これを買い神棚の下などに貼り付けておくと、その年は、必ず蚕が当たると信じられてきました。
また正月15日の『小正月』に飾られる『マユ玉飾り』も、その名称からも明らかなように、
カイコのマユを模したもので、豊蚕を願う行事のひとつと言われています。
県内のあちこちにある寺社の縁日には、境内で蚕具市が開かれてきました。
そこで買い求めた道具を使うとカイコが当たると言われ、また春蚕(年間を通じ最初に育てられる蚕)
の掃き立て前には、こうした寺社などから養蚕守護の御札が発行されました。
受けた御札は、必ず神棚や蚕室に貼っておきます。
水はけの良い中程度の山間地が多い上州が、全国でも有数の養蚕県となりえたのは、
何代も続いた養蚕農家に支えられ、さらには風土に合った良質の桑が育ったからに他なりません。
養蚕とは、実に不思議な仕事です。
古い記録によれば、天平勝宝4年(西暦752年)に、
群馬から朝廷へ「あしぎぬ」と呼ばれる最初の織物が献納されています。
「あしぎぬ」は、現在でも正倉院の御物として大切に保存されています。
群馬は「仁田山絹」(桐生で織られた絹織物)や「日野絹」(現在の藤岡市)の産地として
歴史書にもその名をとどめ、古くから絹の産地として全国に知られています。
群馬の蚕糸業は、文献に明記されているだけでも1200年以上の歴史があるとされています。

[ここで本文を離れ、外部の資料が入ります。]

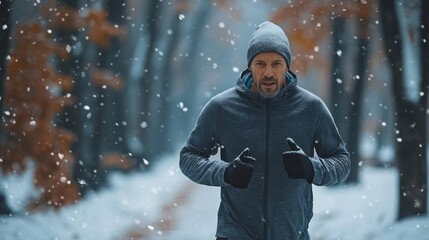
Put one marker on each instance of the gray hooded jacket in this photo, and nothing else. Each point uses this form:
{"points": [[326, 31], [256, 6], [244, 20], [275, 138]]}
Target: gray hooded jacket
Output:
{"points": [[274, 206]]}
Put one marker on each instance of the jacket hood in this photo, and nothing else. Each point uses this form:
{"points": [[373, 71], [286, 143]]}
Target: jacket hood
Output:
{"points": [[245, 80]]}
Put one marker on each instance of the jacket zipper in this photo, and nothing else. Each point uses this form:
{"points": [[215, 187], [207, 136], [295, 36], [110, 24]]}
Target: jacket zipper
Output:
{"points": [[267, 155]]}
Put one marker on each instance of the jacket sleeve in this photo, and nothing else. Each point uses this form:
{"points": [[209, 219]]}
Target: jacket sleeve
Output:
{"points": [[201, 144], [332, 162]]}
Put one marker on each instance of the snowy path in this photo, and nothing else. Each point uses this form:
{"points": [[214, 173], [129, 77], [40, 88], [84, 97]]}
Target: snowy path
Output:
{"points": [[163, 204]]}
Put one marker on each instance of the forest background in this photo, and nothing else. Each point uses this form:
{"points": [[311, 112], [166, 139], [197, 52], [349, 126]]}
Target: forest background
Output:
{"points": [[92, 87]]}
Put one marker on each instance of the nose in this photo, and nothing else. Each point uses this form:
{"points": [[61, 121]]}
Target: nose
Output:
{"points": [[268, 72]]}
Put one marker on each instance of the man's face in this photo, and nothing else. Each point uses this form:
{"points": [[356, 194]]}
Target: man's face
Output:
{"points": [[269, 73]]}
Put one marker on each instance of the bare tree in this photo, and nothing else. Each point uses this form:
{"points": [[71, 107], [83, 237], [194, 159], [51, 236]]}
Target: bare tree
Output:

長い年月にわたり、農家の重要な仕事のひとつとして、カイコが後世へ伝えられてきました。
先人達により営々と積み上げられてきた技術と知恵が伝承をされ、さらに改良をみながら、
今日へとつながる、(明治から昭和にかけて大隆盛を極めた)群馬の養蚕業と、
絹で知られる繊維産業の文化を生み出しました。
約束通り、前橋駅へ定刻の午前8時ちょうどに到着をした康平は、
駅前広場へ置かれた男女の裸像の前で、お尻のあたりをそわそわとなにやら必死になって
隠そうとしている、千尋の姿を見つけ出します。
少し手前でスクーターを停めた康平が、いつまでも不自然な動作を続けている
千尋の様子を、ヘルメット越しに見守っています。
千尋は体型がそのままに見えている、パンツの
くっきりとしたラインが気に入らないのか、無駄に試行錯誤を繰り返しています。
お尻の様子が明確に出ているラインが気に入らない様子です。
千尋が着用しているのは、伸縮自在で動きやすく楽にはけるというニットの素材で、
某社がこの春から発売を始めたばかりという、レギンスパンツです。
締付け感がなく、フィットするためにシルエットがきれいで、脚のラインも演出するという
歌い文句で若い女性たちからは圧倒的な支持を集めている、某社が売り出した
最新の人気モデルです。
やがて試行錯誤の末、腰全体へスカーフを巻き終えた千尋が、ホッとしたような
顔をみせながら、なぜか康平がいる方向を振り返ります。
康平と目が会った瞬間、『きゃっ』と叫ぶ千尋の小さな悲鳴が、何故か
ここまではっきりと聞こえてきました。
「ずっと見ていらしたの?。もしかして。
いやだわ。恥ずかしいったらありゃしない。照れてしまいます・・・・
自分なりに、身体のラインに自信があったのに、履いてみたらまったく別物なんですもの。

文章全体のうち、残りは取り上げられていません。